He then turns Job’s words back on himself, “Yet you say, `What does God know? Does he judge through such darkness? Thick clouds veil him, so he does not see us as he goes about in the vaulted heavens.” (v.13,14). Look, he replies, God’s above the darkness and sees everything: “Is not God in the heights of heaven? And see how lofty are the highest stars!” (v.12) You’re just doing what sinners of old have always done, “Will you keep to the old path that evil men have trod?” (v.15) “They said to God, `Leave us alone! What can the Almighty do to us?” (v.17) and suffered because of their foolishness: “They were carried off before their time, their foundations washed away by a flood,” (v.16) not realising that it was God who had blessed them in the first place: “Yet it was he who filled their houses with good things, so I stand aloof from the counsel of the wicked.” (v.17) (and here he is quoting Job back to himself – see 21:16) “The righteous,” he concludes, “see their ruin and rejoice; the innocent mock them, saying, `Surely our foes are destroyed, and fire devours their wealth.” (v.19,20) i.e. the righteous see how things go wrong for the wicked and mock them for their stupidity.
In the remaining verses of this chapter, Eliphaz makes what, in any other circumstances, would be a good call to repentance, but that is based on the assumption that Job has sinned – and of course we know that he hasn’t. His sin is not the cause of his present difficulties! But what he now says does so often apply: “Submit to God and be at peace with him; in this way prosperity will come to you. Accept instruction from his mouth and lay up his words in your heart.” (v.21,22) Good advice!

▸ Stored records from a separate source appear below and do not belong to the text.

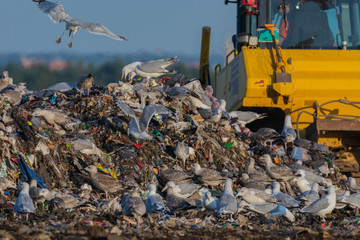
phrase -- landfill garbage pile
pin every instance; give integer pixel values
(159, 159)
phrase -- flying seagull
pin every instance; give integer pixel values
(57, 14)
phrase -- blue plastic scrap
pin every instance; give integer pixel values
(26, 173)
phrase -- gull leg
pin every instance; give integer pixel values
(72, 38)
(59, 40)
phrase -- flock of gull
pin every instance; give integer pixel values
(268, 186)
(271, 185)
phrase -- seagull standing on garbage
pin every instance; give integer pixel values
(5, 80)
(132, 204)
(85, 82)
(271, 210)
(310, 196)
(353, 186)
(153, 202)
(284, 198)
(57, 14)
(210, 202)
(149, 69)
(4, 184)
(129, 70)
(277, 172)
(288, 131)
(138, 129)
(351, 199)
(183, 151)
(257, 175)
(213, 115)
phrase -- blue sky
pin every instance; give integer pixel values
(154, 26)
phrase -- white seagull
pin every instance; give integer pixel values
(57, 14)
(150, 69)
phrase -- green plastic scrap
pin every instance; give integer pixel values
(328, 159)
(3, 170)
(156, 133)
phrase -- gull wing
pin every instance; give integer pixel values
(97, 28)
(149, 112)
(55, 11)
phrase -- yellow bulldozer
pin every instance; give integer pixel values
(300, 58)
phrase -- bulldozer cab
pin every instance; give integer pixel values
(307, 65)
(303, 24)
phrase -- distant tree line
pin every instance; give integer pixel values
(40, 76)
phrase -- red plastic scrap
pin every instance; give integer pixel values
(98, 223)
(139, 164)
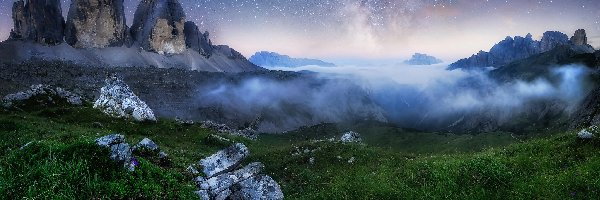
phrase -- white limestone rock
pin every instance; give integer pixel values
(117, 100)
(224, 160)
(351, 137)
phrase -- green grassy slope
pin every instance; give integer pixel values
(63, 162)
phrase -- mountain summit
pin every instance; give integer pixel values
(96, 34)
(512, 49)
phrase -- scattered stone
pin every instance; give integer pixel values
(223, 128)
(162, 155)
(117, 100)
(119, 150)
(192, 170)
(184, 122)
(224, 160)
(158, 26)
(38, 21)
(26, 145)
(588, 133)
(257, 187)
(147, 144)
(226, 183)
(351, 160)
(110, 140)
(97, 125)
(44, 90)
(223, 182)
(351, 137)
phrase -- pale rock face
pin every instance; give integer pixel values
(224, 160)
(580, 37)
(117, 99)
(158, 26)
(40, 21)
(96, 24)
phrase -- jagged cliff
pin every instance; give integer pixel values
(158, 26)
(38, 20)
(517, 48)
(96, 24)
(96, 34)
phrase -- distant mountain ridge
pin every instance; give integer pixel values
(422, 59)
(95, 33)
(513, 49)
(271, 59)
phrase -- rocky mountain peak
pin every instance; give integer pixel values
(580, 38)
(40, 21)
(197, 41)
(552, 39)
(158, 26)
(96, 24)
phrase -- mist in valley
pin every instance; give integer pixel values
(428, 98)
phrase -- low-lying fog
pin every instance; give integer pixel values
(422, 97)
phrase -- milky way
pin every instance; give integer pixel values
(341, 29)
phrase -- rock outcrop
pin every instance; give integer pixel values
(158, 26)
(45, 93)
(224, 160)
(351, 137)
(120, 151)
(96, 24)
(517, 48)
(117, 100)
(225, 182)
(197, 41)
(40, 21)
(580, 38)
(422, 59)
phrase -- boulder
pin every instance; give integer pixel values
(110, 140)
(117, 99)
(258, 187)
(224, 160)
(220, 183)
(120, 151)
(96, 24)
(40, 21)
(46, 92)
(350, 137)
(224, 182)
(588, 133)
(158, 26)
(147, 144)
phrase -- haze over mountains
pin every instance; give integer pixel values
(272, 60)
(95, 33)
(512, 49)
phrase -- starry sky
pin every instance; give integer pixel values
(374, 29)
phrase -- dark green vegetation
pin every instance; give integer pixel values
(64, 163)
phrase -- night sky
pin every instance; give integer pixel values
(374, 29)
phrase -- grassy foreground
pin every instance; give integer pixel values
(64, 163)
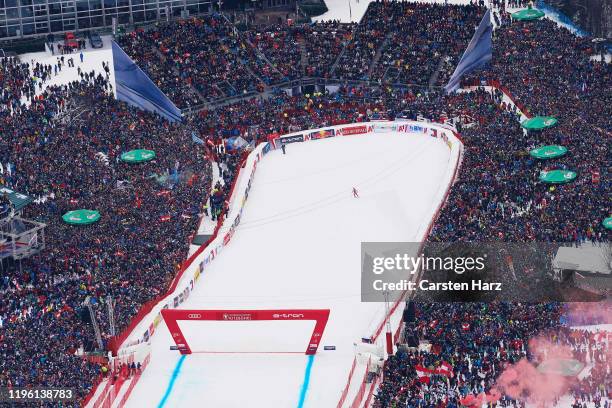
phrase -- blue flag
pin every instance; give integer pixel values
(196, 139)
(478, 53)
(136, 88)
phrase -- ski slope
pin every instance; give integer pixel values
(298, 246)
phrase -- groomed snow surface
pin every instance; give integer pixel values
(297, 246)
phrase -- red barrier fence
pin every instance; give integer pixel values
(361, 392)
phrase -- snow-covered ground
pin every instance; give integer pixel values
(298, 246)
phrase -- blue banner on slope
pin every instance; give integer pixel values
(478, 53)
(136, 88)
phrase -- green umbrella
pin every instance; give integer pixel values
(81, 217)
(528, 14)
(539, 123)
(138, 156)
(548, 152)
(557, 176)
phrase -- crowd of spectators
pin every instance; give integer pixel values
(373, 29)
(206, 53)
(324, 42)
(150, 210)
(426, 37)
(549, 71)
(280, 45)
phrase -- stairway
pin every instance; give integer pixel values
(434, 77)
(378, 54)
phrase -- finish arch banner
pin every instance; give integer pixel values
(173, 316)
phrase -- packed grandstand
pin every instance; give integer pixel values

“If you return to the Almighty, you will be restored: If you remove wickedness far from your tent and assign your nuggets to the dust, your gold of Ophir to the rocks in the ravines, then the Almighty will be your gold, the choicest silver for you,” (v.23-25) which might be summed up as don’t put your trust in riches but in God – also good advice! “Surely then you will find delight in the Almighty and will lift up your face to God. You will pray to him, and he will hear you, and you will fulfill your vows. What you decide on will be done, and light will shine on your ways.” (v.26-28). Yes, in those circumstances that would be a good and right outcome.
“When men are brought low and you say, `Lift them up!’ then he will save the downcast. He will deliver even one who is not innocent, who will be delivered through the cleanness of your hands.” (v.29,30) Yes, when the righteous are in a good place before God they can be used by Him to be a blessing to others. Yes, all of this is really good advice – if it was being given to a different person! This is the problem here. Job’s afflictions are not coming from sin. We need to reiterate this again and again. At the outset the Lord declared him blameless. At the end the Lord chastises the three ‘friends’ and says that they have not spoken rightly as Job has. He says it twice! (42:7,8) Job has not sinned. He has misunderstood what is going on and has flapped around trying to find an answer but that is not sin!
The warning that comes here again and again, as we consider these attempts of the ‘friends’ to get to grips with what is happening to Job, is beware of applying answers when you don’t know the truth of what is going on! That surely must be a truth that applies when we encounter so many people. Do we know everything that is going on in them? No! Do we know why they are in difficulties – really what has caused it? No! No, in every case we need the revelation and the wisdom and the compassion and the grace of God. Without those we need to shut up!